How are insurers doing in terms of providing the kind of digital experience customers want?
Expectations of good digital customer engagement tend to ride pretty high with consumers, and the insurance industry is no exception. Our research, which looked at consumers from the U.K, the U.S., Italy, Germany, France, Mexico and Brazil, showed that consumers had high expectations that they would get a good digital experience. When it comes to delivering against that expectation, at an industry level it’s pretty poor. When you drill down and start looking at different segments, some are better than others.

Where is the insurance industry doing well?
When it comes to direct markets, where there is a high degree of sales direct to consumer, insurers can deliver a great digital service. When you come back and look at the intermediated end of the marketplace—where you get an agent involved and it’s a very personal relationship—generally the need for digital starts going away.

Most insurers will service the search part of the value chain pretty well, when consumers are looking for information and advice around products. A few are starting to really push the mobile channel, but generally, that’s quite low.

When you get to the transaction side of things, digital service can change quite dramatically between insurers. Claims processes tend to be serviced pretty well. General policy servicing is OK too. In new business, it depends on which market you’re in. If you’re in the life market, it’s pretty poor from the transaction side of things. In the retail personal lines, it can be pretty good.

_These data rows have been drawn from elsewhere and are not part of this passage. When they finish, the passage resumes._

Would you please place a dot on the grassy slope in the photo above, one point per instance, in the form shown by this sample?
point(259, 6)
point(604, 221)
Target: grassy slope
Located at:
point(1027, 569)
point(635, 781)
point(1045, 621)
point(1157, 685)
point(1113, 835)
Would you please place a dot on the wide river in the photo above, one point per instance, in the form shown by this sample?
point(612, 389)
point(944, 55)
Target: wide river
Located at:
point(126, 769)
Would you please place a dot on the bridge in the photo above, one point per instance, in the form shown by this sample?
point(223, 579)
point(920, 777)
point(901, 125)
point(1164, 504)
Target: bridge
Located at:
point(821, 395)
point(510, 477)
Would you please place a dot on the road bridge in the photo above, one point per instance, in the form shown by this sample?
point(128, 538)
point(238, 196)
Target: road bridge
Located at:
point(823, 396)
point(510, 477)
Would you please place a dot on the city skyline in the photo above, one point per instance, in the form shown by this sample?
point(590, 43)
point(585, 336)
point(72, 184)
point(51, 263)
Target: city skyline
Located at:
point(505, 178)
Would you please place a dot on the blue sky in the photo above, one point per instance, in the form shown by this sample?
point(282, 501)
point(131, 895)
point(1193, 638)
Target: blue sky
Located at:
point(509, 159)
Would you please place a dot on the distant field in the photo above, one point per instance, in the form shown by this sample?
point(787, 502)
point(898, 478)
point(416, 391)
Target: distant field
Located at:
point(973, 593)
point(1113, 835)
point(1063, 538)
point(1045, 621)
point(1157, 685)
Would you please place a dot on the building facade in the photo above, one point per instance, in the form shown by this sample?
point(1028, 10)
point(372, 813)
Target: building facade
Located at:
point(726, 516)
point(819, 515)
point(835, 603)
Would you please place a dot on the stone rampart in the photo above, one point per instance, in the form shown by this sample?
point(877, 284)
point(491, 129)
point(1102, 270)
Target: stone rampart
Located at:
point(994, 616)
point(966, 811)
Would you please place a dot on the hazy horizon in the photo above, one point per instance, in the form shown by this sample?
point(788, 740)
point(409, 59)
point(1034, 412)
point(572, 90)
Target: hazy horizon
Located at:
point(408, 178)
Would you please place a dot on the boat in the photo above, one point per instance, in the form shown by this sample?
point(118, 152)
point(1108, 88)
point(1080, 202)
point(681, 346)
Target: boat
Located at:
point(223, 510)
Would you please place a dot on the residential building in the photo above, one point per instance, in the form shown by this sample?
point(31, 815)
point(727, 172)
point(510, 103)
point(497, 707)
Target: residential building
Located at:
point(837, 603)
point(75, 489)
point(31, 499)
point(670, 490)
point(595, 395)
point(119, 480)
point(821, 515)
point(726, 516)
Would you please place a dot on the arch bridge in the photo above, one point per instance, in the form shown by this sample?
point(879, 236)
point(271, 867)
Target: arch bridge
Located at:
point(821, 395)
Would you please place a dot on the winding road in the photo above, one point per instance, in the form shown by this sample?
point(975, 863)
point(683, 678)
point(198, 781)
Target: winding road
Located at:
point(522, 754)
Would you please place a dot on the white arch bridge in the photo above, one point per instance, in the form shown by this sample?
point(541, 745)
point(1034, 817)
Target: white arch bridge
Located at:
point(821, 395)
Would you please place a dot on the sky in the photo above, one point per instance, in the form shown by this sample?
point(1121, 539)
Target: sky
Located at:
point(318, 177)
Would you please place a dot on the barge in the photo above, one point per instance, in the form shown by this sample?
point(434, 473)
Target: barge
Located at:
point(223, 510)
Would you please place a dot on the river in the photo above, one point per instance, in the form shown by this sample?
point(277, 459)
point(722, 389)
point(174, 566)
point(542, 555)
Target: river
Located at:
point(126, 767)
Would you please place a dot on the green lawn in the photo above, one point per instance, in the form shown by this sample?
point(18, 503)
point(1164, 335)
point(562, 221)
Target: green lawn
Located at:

Do customers still want the personal touch?
It is essential. The consumer part of our research showed that, even though digital expectations are quite high, when it comes to more complex transactions, they expect a high degree of human touch. That makes sense. These are generally infrequent transactions.

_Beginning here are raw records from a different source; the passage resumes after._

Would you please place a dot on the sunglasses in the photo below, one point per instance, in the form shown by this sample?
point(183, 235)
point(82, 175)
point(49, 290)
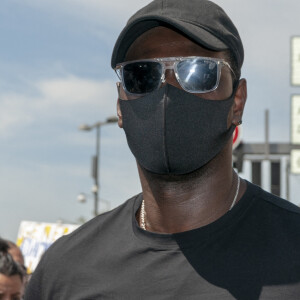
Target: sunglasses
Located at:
point(195, 74)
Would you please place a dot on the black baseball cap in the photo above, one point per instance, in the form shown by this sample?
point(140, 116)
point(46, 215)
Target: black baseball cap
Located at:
point(201, 20)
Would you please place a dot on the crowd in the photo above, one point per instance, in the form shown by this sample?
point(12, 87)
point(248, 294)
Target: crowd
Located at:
point(13, 276)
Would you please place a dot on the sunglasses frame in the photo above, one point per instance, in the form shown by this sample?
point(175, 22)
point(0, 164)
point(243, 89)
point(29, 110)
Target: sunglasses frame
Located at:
point(168, 63)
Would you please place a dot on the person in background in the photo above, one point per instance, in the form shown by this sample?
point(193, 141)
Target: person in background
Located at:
point(11, 275)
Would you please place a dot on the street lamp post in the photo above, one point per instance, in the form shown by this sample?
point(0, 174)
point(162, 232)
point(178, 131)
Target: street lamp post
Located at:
point(96, 158)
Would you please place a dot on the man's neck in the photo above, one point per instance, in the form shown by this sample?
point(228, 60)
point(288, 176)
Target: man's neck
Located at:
point(185, 202)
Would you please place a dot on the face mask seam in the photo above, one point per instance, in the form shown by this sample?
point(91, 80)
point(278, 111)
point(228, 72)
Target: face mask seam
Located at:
point(166, 156)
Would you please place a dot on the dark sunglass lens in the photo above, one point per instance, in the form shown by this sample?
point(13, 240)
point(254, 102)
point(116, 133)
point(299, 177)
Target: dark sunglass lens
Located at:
point(142, 77)
point(199, 75)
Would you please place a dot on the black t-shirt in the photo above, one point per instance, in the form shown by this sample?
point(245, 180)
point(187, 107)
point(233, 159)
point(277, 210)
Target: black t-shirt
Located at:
point(252, 252)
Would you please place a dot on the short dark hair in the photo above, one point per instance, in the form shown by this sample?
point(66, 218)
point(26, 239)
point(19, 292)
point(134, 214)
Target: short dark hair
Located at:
point(233, 64)
point(8, 266)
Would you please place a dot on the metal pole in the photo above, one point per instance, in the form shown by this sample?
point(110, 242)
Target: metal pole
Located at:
point(267, 143)
point(288, 181)
point(97, 187)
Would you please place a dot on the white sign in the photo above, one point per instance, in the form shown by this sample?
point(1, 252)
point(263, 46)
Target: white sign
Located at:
point(35, 238)
point(295, 76)
point(295, 161)
point(295, 119)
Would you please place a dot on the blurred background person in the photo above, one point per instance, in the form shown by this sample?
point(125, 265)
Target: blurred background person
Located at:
point(11, 275)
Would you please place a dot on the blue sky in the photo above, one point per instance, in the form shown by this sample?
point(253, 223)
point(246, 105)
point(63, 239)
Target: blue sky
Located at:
point(55, 75)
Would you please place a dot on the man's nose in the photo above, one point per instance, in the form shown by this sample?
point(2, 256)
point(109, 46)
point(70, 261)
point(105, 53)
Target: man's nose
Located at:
point(170, 78)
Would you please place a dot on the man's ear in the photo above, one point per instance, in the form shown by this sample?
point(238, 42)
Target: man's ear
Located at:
point(119, 113)
point(239, 102)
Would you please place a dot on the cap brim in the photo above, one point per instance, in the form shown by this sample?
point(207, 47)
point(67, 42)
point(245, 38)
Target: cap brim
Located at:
point(133, 30)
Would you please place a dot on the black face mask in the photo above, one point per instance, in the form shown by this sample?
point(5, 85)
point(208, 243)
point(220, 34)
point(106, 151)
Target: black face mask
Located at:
point(171, 131)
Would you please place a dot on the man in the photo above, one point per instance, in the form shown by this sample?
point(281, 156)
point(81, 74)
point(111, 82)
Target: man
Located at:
point(197, 231)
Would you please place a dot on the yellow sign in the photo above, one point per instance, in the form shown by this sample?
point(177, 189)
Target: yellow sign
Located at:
point(35, 238)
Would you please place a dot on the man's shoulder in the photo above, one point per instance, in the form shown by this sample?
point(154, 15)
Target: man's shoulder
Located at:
point(277, 203)
point(274, 209)
point(97, 230)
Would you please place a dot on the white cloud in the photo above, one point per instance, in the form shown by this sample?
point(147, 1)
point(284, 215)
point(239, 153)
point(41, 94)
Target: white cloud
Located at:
point(55, 98)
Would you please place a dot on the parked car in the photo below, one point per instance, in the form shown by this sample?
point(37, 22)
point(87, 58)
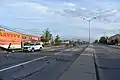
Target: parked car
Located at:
point(32, 47)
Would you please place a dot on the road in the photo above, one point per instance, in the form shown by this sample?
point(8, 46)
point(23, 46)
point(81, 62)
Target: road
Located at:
point(108, 62)
point(45, 65)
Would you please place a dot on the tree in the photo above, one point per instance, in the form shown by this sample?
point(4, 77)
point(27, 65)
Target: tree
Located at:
point(57, 40)
point(47, 36)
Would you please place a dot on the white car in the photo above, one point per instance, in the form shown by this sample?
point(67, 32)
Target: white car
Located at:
point(32, 47)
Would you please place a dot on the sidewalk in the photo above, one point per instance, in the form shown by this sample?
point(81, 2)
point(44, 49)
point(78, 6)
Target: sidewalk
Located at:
point(114, 46)
point(82, 69)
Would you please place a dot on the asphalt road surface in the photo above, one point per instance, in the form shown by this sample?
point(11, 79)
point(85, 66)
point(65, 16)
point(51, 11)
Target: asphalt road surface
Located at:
point(45, 65)
point(108, 62)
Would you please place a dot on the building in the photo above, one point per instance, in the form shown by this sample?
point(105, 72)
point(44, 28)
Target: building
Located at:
point(114, 39)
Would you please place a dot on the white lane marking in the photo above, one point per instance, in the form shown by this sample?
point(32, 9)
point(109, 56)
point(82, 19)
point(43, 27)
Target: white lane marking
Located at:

For simple transactions, simple changes of addresses and things like that, generally the digital expectations are high. They want to be able to do it online as much as possible. As soon as it comes to a commitment, a transaction or a complex claims event, that’s the point at which they lack confidence or sufficient information to feel comfortable enough to make the transaction themselves. They may do part of the journey online, but they won’t do it all.

How do insurers and agents deal with that?
The smarter insurers are starting to design more specifically around a customer journey—thinking about the customer and putting the product second. It’s more a case of how to use technology to support the high-value conversations you know you will want to have. The key thing is the switch from thinking of digital as being a route to strip out costs as opposed to really engaging the customer.